RIP: Sandaidh 'ic Iagain Alasdair Ailean

The name above is the Gaelic sloinneadh or patronymic form for Sandy Cameron of Mabou, Cape Breton, who died yesterday at the age of 89. Sandy was one of the last remaining Gaelic storytellers in the New World -- possibly even the very last, for all I know. In contrast to those whose stories came down from the ancient Fenian epics, Sandy was a master of the m├Čon-sgeul, the compact, self-contained story of a humourous or historical or superstitious nature.

He was one of the last of the old Gaels, by which I mean one whose imagination and outlook was formed by a mostly non- English- speaking and rural upbringing. In his old age he was well aware that the Cape Breton he had once known had all but disappeared, and that its people were now mostly immersed in the same cultural currents as the rest of the country, flowing in from far away in the form of movies, TV, and the Internet.
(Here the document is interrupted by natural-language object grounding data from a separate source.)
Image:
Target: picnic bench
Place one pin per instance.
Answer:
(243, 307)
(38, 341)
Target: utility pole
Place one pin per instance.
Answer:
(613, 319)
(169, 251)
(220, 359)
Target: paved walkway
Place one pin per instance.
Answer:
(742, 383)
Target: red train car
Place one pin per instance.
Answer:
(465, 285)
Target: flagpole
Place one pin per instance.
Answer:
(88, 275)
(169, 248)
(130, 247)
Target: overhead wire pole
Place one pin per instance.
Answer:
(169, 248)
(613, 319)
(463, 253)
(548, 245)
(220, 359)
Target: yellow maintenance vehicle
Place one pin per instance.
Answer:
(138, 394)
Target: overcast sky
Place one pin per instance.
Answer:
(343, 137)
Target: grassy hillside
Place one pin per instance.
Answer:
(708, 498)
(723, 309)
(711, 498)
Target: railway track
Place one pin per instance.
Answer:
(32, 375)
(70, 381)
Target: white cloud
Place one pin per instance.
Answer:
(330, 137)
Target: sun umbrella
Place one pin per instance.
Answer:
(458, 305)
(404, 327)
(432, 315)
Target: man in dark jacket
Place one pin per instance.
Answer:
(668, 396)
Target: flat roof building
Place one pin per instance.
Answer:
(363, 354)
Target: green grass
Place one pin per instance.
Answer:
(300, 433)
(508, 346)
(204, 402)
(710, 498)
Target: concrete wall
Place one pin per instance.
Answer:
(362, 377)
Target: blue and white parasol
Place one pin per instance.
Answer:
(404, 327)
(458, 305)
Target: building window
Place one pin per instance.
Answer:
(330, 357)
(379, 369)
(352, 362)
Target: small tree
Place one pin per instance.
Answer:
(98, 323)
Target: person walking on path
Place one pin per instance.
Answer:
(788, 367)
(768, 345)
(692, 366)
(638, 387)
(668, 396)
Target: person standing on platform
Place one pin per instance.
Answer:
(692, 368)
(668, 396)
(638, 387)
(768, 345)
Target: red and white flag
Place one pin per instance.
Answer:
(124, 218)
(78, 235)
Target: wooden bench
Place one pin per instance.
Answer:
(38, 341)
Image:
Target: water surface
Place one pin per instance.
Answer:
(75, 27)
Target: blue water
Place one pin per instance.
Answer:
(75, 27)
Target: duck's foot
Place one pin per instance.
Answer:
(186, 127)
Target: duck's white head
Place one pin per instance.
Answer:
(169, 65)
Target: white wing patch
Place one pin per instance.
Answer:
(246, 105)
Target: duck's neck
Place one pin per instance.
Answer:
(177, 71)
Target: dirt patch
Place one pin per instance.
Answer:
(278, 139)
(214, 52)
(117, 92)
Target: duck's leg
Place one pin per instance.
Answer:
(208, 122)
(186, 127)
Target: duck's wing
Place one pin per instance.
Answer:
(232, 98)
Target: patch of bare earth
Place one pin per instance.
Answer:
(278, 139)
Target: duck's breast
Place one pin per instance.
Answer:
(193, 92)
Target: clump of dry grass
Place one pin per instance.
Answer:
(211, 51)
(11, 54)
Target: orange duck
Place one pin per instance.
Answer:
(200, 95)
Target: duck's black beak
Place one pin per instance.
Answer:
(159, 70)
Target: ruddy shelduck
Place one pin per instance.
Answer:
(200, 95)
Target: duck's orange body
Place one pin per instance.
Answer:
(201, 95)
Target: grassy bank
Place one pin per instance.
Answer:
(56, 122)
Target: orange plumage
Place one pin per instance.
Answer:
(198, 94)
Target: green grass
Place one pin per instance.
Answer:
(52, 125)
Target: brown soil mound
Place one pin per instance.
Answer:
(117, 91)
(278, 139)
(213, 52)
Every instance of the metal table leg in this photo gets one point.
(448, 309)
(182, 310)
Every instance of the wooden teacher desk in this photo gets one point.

Once, during a session of telling stories about forerunners and fairy lights, he turned to me and self-consciously added: "But nobody sees these any more." Although he himself had seen these visions on different occasions and believed deeply in their importance, he knew that probably nobody else would ever do so again; the receptivity to seallaidhean had vanished along with the older way of life.

Sandy lived in an old farmhouse on a steep hillside overlooking the Mabou River, at the same spot (and, if I understood him correctly, in the same house) where his ancestors had disembarked on arrival from Scotland around in the early nineteenth-century. As a momento of that crossing he still owned a fiddle that had been brought from the old country, and which he liked to play now and again. His Gaelic was another relic of that crossing: its distinctive dialect was that of Lochaber in western mainland Scotland. Mabou was settled mostly by Gaels from this area, so much so that the village's residents were once nicknamed na h-Abraich. Sandy visited the ancestral lands of the Camerons around Loch Iall on at least one occasion, but he wasn't much impressed by the tartan sentimentality and clan pageantry that has eclipsed much of traditional Gaelic culture in Scotland, as it has also done here in Nova Scotia. He was notorious for having tried to engage the (English-educated) Chief of Clan Cameron in Gaelic conversation, and then turning away in disgust on finding that the latter couldn't understand him. Even so, Sandy was proud of his clan affiliation, and I once saw him introduce himself to a Gaelic-speaking stranger with just the one word: "Camshronach!"

Soraidh leibh, a Shandaidh, agus fois d'ur anam. Cluinnear "Caismeachd Chloinn Chamshroin" anns na speuran an-diugh!